Sonny Vincent an the Testors: A Boring History Lesson

Sonny Vincent an the Testors: A Boring History Lesson

After reading this piece over here, further comment almost seems useless. Here we go, though.

The Testor’s are a name, as is singer Sonny Vincent, that resounds throughout all of punkdom as some sign post of the genre’s spreading from some insular New York thing to the world wide phenomena that we all know today.

Before the onslaught of repressed punk obscurities, the Testors existed in a corner of the punk kingdom that only a few folks had been exposed to. Basically, this entire story can be applied to San Francisco’s CRIME as well. That West Coast band, for the most part, worked up a bunch of middling punk inflected tracks and cemented a legacy that easily surpassed the music’s actual importance. At this late date, copping that CRIME discography has got to be a tremendous bummer.

And so is gettin’ an earful of the Testors’ Complete Recordings. In that aforementioned review, there’s mention of a nation wide tour with Cleveland transplants the Dead Boys. And the connection makes total sense. That band, sporting the always charming Cheetah Chrome on guitar, really released only a handful of tracks that could today exist independent of the band’s legacy and still be afforded too much deference.
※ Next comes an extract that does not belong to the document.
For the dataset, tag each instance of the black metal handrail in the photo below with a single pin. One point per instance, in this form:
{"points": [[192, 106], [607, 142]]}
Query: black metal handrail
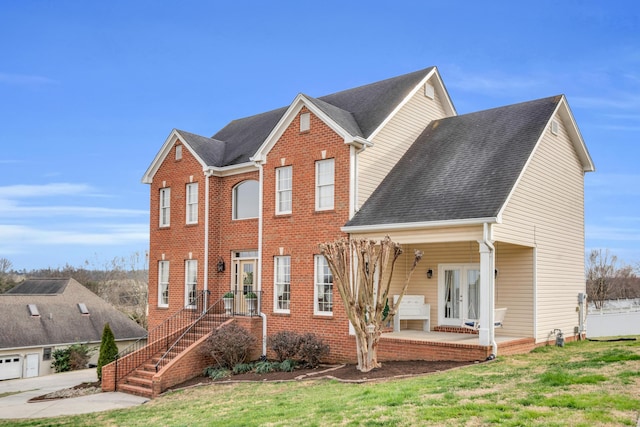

That’s not to diminish anyone’s historical contributions to the genre, that’s just how time works. What was once shocking is no longer a surprise.

That being said, part of what makes the Testors something of a disappointment to hear thirty some odd years after its founding is that a good deal of the phrasing Vincent uses in his vocals have become excepted models of singing in a punk band – “Crazy Lazy Jane” being as good an example as anything else. The same might be figured in regards to instrumentation and how guitars are voiced here. That same song sports a melodic progression in so many other songs that if it were rendered in solely instrumental terms, it’d be almost impossible to distinguish one from the next.

So, the most base assessment of the Testors and this cash-in style anthology is simply to figure it as working towards uncovering and disseminating the entirety of punk’s history. That’s a worth while cause, to be sure. At the same time, though, there seems to be very little reason to be engaged with each and every dispatch from the punk record stacks.

Either way, though, Vincent’s gone on to a rather prolific solo career. And if nothing else, it’s better that he’s making music than making burgers up the street.